Minister wants a new rugby culture | Sunday Observer

Minister wants a new rugby culture

Sports Minister Harin Fernando
Sports Minister Harin Fernando

Rugby in Sri Lanka is at the crossroads with the national team aiming to gain promotion to the top tier of the Asia Rugby Championship Division One tournament and the Singer schools League set to resume after a two-month hiatus caused by the unfortunate Easter Sunday bombings.

In a wide-ranging interview with the Sunday Observer, Sports Minister Harin Fernando gave an insight on his plans and priorities to develop rugby in the country, how to bridge the gulf between school and club players, whether Sri Lanka should have a professional Sevens squad, avenues of funding for the sport and the significance of building a new rugby culture by staging matches under lights.

Asked what his priorities would be for rugby, the minister said: “The first priority we have identified is how do we retain more school players to keep continuing rugby at least for a good five years. To do that we need a bit more funding and get structured. We also need guidance and coaching from all possible avenues.”

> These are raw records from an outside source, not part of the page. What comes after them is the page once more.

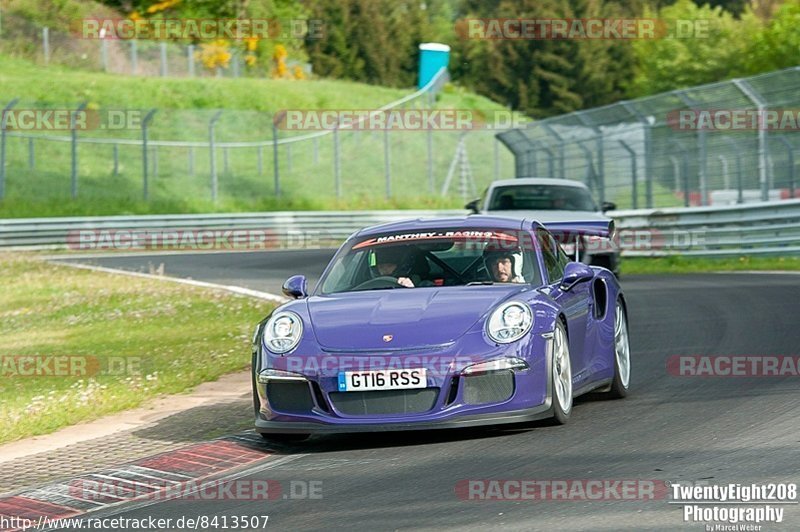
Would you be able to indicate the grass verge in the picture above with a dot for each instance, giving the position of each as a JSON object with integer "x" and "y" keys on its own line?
{"x": 103, "y": 343}
{"x": 678, "y": 264}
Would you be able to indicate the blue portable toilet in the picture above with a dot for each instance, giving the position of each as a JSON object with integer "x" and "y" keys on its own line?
{"x": 432, "y": 57}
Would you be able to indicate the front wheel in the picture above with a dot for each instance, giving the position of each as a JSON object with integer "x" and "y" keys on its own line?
{"x": 561, "y": 376}
{"x": 622, "y": 354}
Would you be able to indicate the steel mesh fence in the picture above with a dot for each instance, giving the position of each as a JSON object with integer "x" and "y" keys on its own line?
{"x": 639, "y": 153}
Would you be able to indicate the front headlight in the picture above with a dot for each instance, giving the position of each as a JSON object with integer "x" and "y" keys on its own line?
{"x": 282, "y": 332}
{"x": 509, "y": 322}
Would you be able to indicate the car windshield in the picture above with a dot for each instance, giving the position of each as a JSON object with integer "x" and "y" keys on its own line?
{"x": 433, "y": 258}
{"x": 541, "y": 198}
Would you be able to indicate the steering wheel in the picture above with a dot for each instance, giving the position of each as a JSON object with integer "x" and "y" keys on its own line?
{"x": 384, "y": 281}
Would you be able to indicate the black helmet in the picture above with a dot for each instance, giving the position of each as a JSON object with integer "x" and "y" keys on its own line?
{"x": 492, "y": 255}
{"x": 400, "y": 256}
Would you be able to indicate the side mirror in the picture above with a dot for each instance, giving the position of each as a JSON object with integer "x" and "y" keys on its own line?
{"x": 295, "y": 287}
{"x": 575, "y": 273}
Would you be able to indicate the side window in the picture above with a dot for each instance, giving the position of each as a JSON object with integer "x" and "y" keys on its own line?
{"x": 554, "y": 258}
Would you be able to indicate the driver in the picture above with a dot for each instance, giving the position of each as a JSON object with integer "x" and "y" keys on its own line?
{"x": 501, "y": 265}
{"x": 387, "y": 264}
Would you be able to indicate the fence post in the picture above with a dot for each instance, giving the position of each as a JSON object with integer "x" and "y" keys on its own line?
{"x": 761, "y": 106}
{"x": 496, "y": 153}
{"x": 726, "y": 178}
{"x": 46, "y": 44}
{"x": 191, "y": 161}
{"x": 790, "y": 156}
{"x": 676, "y": 173}
{"x": 134, "y": 57}
{"x": 8, "y": 107}
{"x": 337, "y": 177}
{"x": 429, "y": 142}
{"x": 550, "y": 161}
{"x": 276, "y": 163}
{"x": 600, "y": 177}
{"x": 74, "y": 151}
{"x": 387, "y": 163}
{"x": 560, "y": 139}
{"x": 145, "y": 123}
{"x": 738, "y": 155}
{"x": 104, "y": 54}
{"x": 634, "y": 187}
{"x": 116, "y": 159}
{"x": 190, "y": 59}
{"x": 163, "y": 50}
{"x": 648, "y": 156}
{"x": 155, "y": 161}
{"x": 213, "y": 155}
{"x": 590, "y": 176}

Indeed many talented schoolboy players are lost in the system because of the lack of opportunities, according to rugby officials. Minister Fernando attributed this to changing priorities of the new generation and because rugby is a contact sport.

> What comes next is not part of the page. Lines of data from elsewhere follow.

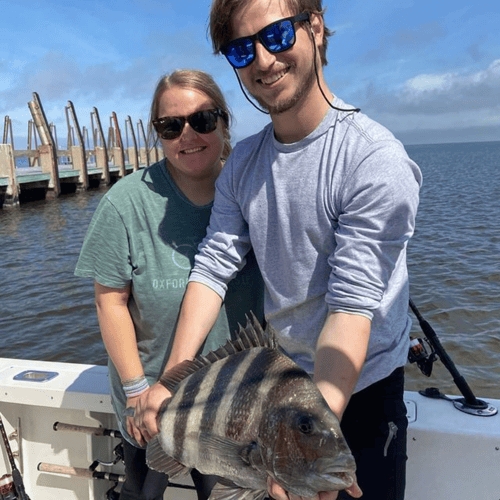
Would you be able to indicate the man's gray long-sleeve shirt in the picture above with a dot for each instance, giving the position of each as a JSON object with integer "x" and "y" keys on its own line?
{"x": 329, "y": 218}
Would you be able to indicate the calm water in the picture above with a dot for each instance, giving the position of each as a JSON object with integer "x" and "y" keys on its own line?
{"x": 454, "y": 260}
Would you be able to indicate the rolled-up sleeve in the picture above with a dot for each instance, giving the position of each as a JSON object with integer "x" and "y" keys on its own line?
{"x": 222, "y": 252}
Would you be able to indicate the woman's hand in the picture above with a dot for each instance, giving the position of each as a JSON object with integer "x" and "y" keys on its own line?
{"x": 144, "y": 422}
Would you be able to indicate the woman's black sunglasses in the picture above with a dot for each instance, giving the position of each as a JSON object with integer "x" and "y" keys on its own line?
{"x": 275, "y": 37}
{"x": 202, "y": 122}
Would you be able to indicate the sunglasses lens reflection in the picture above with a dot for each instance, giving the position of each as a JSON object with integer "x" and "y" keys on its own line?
{"x": 202, "y": 122}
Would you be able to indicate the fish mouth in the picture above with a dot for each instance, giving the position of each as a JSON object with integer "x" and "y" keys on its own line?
{"x": 341, "y": 475}
{"x": 338, "y": 478}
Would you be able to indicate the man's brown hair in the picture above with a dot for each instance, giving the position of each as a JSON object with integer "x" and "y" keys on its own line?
{"x": 222, "y": 11}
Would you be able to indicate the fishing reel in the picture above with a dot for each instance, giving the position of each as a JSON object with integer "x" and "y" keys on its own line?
{"x": 423, "y": 356}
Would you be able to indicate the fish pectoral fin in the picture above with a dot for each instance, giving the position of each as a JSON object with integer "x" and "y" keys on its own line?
{"x": 228, "y": 449}
{"x": 225, "y": 490}
{"x": 158, "y": 460}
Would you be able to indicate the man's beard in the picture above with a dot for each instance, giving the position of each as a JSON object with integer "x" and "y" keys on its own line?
{"x": 287, "y": 104}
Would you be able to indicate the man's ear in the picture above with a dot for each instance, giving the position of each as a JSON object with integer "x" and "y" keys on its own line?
{"x": 317, "y": 28}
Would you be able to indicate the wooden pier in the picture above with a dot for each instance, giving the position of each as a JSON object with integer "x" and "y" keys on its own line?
{"x": 50, "y": 171}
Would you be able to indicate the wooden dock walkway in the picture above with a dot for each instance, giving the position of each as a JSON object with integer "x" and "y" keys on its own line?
{"x": 51, "y": 171}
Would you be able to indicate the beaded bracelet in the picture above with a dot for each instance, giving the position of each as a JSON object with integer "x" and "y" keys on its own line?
{"x": 135, "y": 386}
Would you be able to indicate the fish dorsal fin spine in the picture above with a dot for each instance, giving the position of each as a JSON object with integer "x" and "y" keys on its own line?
{"x": 250, "y": 337}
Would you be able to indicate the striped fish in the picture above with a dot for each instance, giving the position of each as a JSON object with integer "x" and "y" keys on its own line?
{"x": 246, "y": 412}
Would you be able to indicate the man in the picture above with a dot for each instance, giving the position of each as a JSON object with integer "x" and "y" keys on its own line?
{"x": 327, "y": 198}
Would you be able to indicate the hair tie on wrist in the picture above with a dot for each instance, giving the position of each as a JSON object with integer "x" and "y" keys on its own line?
{"x": 135, "y": 386}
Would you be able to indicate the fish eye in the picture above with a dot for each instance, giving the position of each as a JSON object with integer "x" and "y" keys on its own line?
{"x": 305, "y": 424}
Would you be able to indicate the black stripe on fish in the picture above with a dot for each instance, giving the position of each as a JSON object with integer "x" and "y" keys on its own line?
{"x": 248, "y": 393}
{"x": 247, "y": 338}
{"x": 184, "y": 408}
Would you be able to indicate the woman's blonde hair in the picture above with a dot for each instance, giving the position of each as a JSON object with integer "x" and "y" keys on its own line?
{"x": 196, "y": 80}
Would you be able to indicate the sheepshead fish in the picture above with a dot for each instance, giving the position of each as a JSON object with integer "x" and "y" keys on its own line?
{"x": 245, "y": 412}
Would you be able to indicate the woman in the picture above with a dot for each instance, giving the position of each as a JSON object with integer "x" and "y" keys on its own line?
{"x": 139, "y": 250}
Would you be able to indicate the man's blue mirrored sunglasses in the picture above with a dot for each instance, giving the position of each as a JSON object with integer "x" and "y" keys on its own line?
{"x": 275, "y": 37}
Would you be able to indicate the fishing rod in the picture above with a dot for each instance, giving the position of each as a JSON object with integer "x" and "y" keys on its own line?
{"x": 469, "y": 403}
{"x": 16, "y": 475}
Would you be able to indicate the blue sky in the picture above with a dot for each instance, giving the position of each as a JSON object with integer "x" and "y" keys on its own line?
{"x": 429, "y": 71}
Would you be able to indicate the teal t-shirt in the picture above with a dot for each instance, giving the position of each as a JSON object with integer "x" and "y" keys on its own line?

“Most of the younger generation now concentrate on education when they finish rugby. Also to sustain and maintain themselves, it’s quite expensive because of the injuries. We are trying to look at an insurance scheme for the national pool who will become semi professional. We need to have a structure where we can look after them in the long term,” said the Minister.

He backs the idea of the national Sevens team going professional but not at the expense of the traditional game of fifteen players.

“They (Sri Lanka Rugby) are looking at Sevens rugby in which Sri Lanka has much more potential because the talent is good, pace is there, skills are quite better.

But I would like to see Sri Lanka making an impact in XVs rugby and to be among the top three sides in Asia,” said the Minister, a former rugby player at St. Joseph’s College.

He is acutely aware that funding is key to sustainability of sports in the country. “Even the Sports Ministry needs to find funding or different resources or sponsors to keep going and that’s what we have been discussing in our symposium with the National Sports Council to see how we identify certain sports and where do you want to reach. I believe if we can build on those policies, that will benefit for the future and it will be a good start,” he said suggesting structural changes in the running of rugby.

Asked how the Sports Ministry can support Sri Lanka Rugby (SLR) by way of funds, the minister said: “On this trip (for the Asian tournament in Chinese Taipei) we helped them out by buying the tickets for the touring contingent. We (Sports Ministry) have 66 sports to look after.”

However, he noted funding is aligned to performance internationally like at Sri Lanka Cricket. “The two most popular sports I would say are cricket and rugby when it comes to sponsors’ interest.

The cricket board functions on their own because they get quite a substantial amount of money with the team in the world’s top 8 or 10. In rugby, we will get more benefits if we go up the ranking. We are 44th in the world (from over 100 countries). If we can move up to at least under 30, we might be able to make more strides. I think it’s not impossible. It is possible for us to reach there,” said the minister.

“It all boils down to sponsorship and we have to thank Dialog Axiata specially for the fantastic services they have given to Sri Lanka Rugby and also would never forget to mention the Forces. Without the Forces, rugby in Sri Lanka would not exist.”

Minister Fernando also contends that employing a new strategy to keep spectator interest alive could be in the form of playing rugby late in the evening under lights like in other Asian countries.

“In Kandy or in Colombo we would like to see the matches moving into the night or evening part of the night so as to get the crowds coming in after work and having a different culture.

“The crowd should enjoy the game. Everybody should have something to do in that evening. It should be a fun day, match day. We have to build that culture,” said the sporting minister.